Pour une foule de raisons dont la moindre n’est pas la démission devant l’énigme qu’est devenue l’invention de leur propre vie, les hommes ne veulent plus se déplacer à un rythme sensible ; ce n’est pas qu’ils aient foncièrement du goût pour la vitesse, mais plutôt qu’ils ne supportent plus de se déplacer lentement. L’effacement de toute communauté possible comme de toute individualité profonde a produit un isolement quasi schizophrénique dans les transports modernes comme dans la vie urbaine dont ils sont l’extension. La littérature de gare, apparue avec les chemins de fer, s’accompagne maintenant de l’usage du walkman, et l’équipement vidéo des rames doit combler le silence pesant qui y règne. Ce qui n’a plus d’attrait doit être écourté et diverti ; le déplacement (métro, train, voiture, ferry, avion) n’est plus que du temps mort, perdu, du temps d’ennui.

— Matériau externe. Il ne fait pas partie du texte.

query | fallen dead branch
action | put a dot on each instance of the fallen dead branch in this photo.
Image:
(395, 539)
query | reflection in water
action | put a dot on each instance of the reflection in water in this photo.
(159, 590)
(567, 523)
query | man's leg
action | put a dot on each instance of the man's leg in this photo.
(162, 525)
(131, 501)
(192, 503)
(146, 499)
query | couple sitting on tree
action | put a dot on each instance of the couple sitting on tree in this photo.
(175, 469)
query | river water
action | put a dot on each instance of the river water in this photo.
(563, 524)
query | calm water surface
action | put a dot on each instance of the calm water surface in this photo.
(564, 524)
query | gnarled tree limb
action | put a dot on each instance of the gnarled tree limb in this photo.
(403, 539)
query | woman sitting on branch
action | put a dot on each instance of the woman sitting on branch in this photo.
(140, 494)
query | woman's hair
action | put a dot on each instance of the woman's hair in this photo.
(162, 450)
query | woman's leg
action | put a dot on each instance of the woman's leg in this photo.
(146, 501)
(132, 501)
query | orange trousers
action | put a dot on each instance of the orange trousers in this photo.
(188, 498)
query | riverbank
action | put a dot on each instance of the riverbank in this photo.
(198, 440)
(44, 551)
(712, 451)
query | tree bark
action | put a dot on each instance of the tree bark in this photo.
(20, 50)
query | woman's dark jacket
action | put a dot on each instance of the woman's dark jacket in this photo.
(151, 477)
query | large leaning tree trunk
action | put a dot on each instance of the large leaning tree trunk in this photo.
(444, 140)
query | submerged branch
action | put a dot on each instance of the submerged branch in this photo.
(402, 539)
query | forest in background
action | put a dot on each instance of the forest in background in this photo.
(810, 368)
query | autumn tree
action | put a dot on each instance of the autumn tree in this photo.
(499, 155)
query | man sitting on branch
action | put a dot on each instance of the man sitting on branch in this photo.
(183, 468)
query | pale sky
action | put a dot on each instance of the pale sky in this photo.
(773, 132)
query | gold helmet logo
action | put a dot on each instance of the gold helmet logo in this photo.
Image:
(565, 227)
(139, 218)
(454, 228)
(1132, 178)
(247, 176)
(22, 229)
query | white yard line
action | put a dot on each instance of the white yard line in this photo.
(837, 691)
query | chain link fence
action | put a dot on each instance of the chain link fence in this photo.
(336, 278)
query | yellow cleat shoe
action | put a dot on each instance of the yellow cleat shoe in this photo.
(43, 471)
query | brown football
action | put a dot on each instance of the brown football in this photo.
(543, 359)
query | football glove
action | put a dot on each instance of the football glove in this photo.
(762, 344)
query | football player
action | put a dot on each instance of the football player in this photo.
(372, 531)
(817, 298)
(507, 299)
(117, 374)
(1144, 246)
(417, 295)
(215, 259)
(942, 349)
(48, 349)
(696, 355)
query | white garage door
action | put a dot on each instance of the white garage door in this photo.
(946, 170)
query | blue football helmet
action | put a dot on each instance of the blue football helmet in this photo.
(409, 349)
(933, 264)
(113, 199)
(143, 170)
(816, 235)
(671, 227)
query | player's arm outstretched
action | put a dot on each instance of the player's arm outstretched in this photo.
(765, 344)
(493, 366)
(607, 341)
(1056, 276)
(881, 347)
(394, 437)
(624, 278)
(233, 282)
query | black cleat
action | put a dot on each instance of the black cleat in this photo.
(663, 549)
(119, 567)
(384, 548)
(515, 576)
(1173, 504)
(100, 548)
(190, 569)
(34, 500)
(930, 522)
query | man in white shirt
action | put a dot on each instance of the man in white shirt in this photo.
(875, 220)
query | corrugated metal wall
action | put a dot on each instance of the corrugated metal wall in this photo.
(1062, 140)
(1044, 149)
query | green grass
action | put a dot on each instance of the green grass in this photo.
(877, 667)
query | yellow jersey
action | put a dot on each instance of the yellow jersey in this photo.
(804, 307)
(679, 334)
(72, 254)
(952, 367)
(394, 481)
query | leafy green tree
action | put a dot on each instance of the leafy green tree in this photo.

Aller vite et loin était d’abord abstraitement désirable ; c’est devenu concrètement indispensable pour la plupart des gens, tant ils n’ont rien à faire ni personne à rencontrer sur leur chemin. Le TGV répond parfaitement à ce fallacieux besoin ; il n’est pas une banale amélioration du train, mais quelque chose d’autre, « un Airbus en vol rasant », comme l’écrit si finement l’imbécile de service du Monde. Les conditions du transport aérien sont descendues sur terre et rien ne les fera décoller.

(Relevé provisoire de nos griefs contre le despotisme de la vitesse)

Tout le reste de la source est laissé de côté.